I'll be sending out a few exemplars via email soon - so be on the lookout for that! No names will be included.
- If the purpose is on the lab handout/instructions, use it! Reword slightly to make sure you understand the purpose, but you don't need to come up with a brand new purpose!
- Make a hypothesis! This step is frequently forgotten. After reading the instructions and understanding the purpose, this should be the next thing you do!
- Again, feel free to copy from the lab handout! Definitely don't shorten what's provided - if you do that, there's a good chance you're leaving out key details.
- If you make changes based on available equipment, make those changes in your procedure!

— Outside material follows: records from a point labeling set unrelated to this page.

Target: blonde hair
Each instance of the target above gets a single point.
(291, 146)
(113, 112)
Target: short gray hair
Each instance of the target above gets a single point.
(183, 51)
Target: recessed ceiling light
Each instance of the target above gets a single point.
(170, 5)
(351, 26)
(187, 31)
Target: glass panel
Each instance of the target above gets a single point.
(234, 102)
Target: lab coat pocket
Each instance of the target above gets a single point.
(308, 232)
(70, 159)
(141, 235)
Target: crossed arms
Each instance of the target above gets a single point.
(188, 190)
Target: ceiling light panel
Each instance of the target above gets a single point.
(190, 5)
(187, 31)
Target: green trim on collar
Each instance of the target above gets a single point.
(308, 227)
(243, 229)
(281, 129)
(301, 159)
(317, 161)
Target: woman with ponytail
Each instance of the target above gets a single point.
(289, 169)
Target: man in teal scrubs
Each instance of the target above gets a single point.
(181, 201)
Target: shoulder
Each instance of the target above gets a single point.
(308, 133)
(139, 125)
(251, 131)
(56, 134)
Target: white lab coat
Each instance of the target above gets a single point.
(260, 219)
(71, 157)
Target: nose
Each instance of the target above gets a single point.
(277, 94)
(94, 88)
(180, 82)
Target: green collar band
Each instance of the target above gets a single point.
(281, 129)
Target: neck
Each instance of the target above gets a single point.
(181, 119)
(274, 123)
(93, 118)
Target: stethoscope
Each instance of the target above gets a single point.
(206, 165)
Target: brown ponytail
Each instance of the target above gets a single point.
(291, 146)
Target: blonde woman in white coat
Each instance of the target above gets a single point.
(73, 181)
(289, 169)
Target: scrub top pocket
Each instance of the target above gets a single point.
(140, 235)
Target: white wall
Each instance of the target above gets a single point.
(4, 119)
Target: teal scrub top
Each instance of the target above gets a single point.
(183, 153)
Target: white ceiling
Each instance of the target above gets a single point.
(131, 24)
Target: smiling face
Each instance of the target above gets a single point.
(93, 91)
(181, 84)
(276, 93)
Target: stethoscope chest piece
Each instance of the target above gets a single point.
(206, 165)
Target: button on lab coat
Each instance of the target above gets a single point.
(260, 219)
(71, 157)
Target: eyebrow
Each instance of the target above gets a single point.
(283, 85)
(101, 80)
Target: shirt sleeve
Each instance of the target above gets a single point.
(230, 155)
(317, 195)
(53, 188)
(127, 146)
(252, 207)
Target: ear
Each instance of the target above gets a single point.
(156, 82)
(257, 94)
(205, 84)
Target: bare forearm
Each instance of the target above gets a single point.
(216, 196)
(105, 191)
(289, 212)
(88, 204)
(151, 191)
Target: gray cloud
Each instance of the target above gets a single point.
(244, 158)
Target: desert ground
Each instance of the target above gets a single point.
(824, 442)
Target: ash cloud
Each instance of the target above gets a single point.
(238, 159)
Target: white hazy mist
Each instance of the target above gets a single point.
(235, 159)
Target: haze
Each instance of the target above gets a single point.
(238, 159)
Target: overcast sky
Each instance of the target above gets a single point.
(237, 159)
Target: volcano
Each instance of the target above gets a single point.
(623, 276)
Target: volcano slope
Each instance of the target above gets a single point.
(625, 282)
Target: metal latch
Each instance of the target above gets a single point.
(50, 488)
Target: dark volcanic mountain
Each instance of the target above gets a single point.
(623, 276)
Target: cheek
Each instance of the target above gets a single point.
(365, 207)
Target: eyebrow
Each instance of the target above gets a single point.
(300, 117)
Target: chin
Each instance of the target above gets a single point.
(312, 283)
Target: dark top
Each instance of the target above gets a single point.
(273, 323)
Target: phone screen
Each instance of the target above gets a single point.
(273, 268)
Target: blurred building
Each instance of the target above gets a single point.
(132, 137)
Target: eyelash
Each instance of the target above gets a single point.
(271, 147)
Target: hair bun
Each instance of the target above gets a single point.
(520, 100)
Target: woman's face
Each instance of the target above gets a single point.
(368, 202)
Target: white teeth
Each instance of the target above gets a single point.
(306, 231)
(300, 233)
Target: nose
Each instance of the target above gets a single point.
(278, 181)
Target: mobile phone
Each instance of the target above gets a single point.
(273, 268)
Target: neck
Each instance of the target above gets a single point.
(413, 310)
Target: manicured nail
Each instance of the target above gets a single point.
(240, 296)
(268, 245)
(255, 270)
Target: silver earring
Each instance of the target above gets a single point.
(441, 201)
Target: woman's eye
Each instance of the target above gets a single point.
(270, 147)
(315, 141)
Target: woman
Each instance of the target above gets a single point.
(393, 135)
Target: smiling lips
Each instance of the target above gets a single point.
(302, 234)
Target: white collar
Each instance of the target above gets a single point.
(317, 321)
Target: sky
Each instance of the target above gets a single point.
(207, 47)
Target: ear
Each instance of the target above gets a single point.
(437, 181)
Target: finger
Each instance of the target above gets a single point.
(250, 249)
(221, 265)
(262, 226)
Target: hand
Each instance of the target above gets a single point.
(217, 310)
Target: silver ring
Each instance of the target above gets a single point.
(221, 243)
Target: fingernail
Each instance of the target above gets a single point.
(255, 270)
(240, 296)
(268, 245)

- Don't write this as a paragraph - make it a bullet or numbered list.
- Include any and all data collected during the lab
- Usually, data is best presented in table/chart format
- Include clear headers for all rows and columns, and don't forget units - units can be listed in the row or column header, or in each cell
- If you had to add, subtract, multiply, divide, ANYTHING, with your data - you performed a calculation.
- For any calculation you do, you need a sample calculation.

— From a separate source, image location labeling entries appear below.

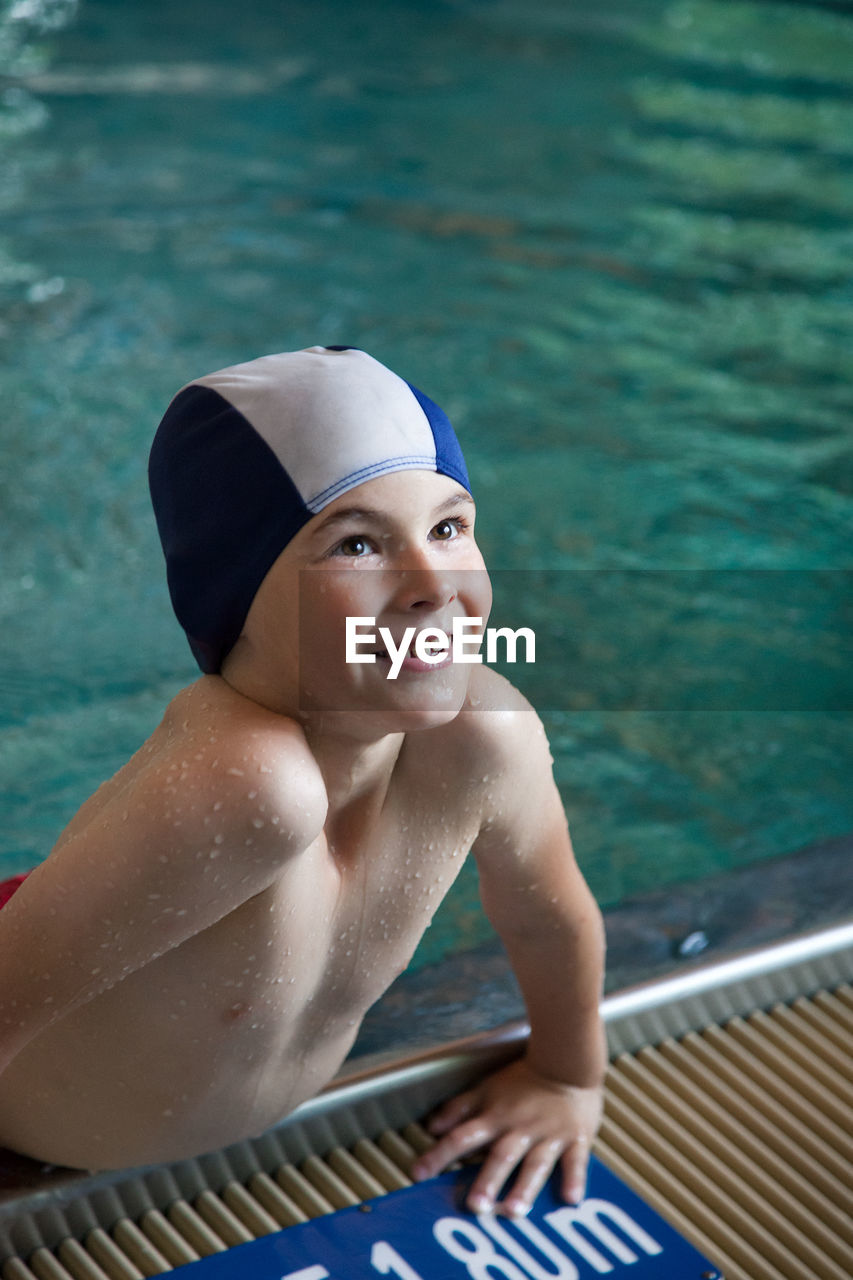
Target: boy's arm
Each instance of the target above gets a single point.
(169, 855)
(544, 1107)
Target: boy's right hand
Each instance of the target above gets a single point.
(530, 1124)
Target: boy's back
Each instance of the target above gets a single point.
(196, 955)
(243, 1014)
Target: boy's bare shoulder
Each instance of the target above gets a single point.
(497, 731)
(241, 758)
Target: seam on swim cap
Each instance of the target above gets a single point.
(405, 462)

- You only have to show one sample per calculation. If you calculated the average of four trials, you only need one sample calculation for average. You don't need to show each different average you calculated.
- For each sample calculation, show three steps: the equation, which numbers you plugged in, and the final answer (HINT: These are the same three steps you should be using for any calculation to earn full credit on assignments/quizzes/tests).
- Unless the lab instructions indicate you can skip this step, you probably need a graph. If you are unsure, send me an email. Don't assume you don't need a graph.
- Line graphs are typically used to represent data changing over time (distance changing over time, speed changing over time, temperature changing over time, etc.)
- Bar graphs can be used to compare different trials or averages.
- Again, if you are confused about which type of graph to use to represent the data for a lab, reach out to me!
- Make sure you label all graphs - axes need titles and units, and the overall graph needs a title that tells me what I'm about to look at (i.e. NOT "Graph 1" - that's not descriptive).
- This section should be a small paragraph (3-5 sentences at least).
- Include any possible sources of error.
- Discuss accuracy and precision where applicable. See the lab rubric for more.
- This is another section that should be written in paragraph form.
- Think of the conclusion as a summary of the lab.
- Compare your results to the hypothesis you made before the lab started.
- Consider other explanations for your data - how else could the data be interpreted?
- The questions are a separate section of the lab report, even if they are called "Conclusion Questions".
- In your lab report, you should either write the questions out, or answer all questions using complete sentences.